Letter from Ralph Vaughan Williams to Rupert Erlebach

Letter No. VWL2730

Letter from Ralph Vaughan Williams to Rupert Erlebach

Letter No.: VWL2730


10 Hanover Terrace. N.W.1.

October 11th 1953.

Dear Erlebach,1

I’m afraid your screed won’t do.  I cannot remember saying a good deal of it, & much of it is incorrect.  I think the only thing to do is to have one short paragraph, as follows:-
Dr Vaughan Williams, in a short speech, refered2 to Stanford’s distinction both as composer, teacher and conductor.  He gave reminiscences of his personal experiences of Stanford, and also some he had learned, by hear-say, of earlier years.  His opinion was that a composer of Stanford’s calibre, if he had been German or Italian would have been celebrated in every opera house in his country.  But in England, instead of Much Ado or Shamus O’Brien, we were content to resuscitate Norma and Samson and Delilah.3

This is, as far as I can remember, some of what I did say.  It will be found more fully in my new book.4
Yours sincerely,

R Vaughan Williams

R. Vaughan Williams.


1. Secretary to the Royal Musical Association.
2. sic.
3. Typewritten in red ink.  Printed, slightly edited, in The Proceedings of the Royal Musical Association, vol.
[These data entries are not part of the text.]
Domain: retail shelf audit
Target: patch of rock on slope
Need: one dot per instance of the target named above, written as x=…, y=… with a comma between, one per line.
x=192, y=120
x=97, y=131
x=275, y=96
LXXIX (1953), p. 31.
4. ‘Charles Villiers Stanford’ in Some thoughts on Beethoven’s Choral Symphony with writings on other musical subjects (London, Oxford University Press, 1953). The piece was originally written for a broadcast on the General Overseas Service in September 1952, to mark the centenary of Stanford’s birth (for text of broadcast, see VWL2475).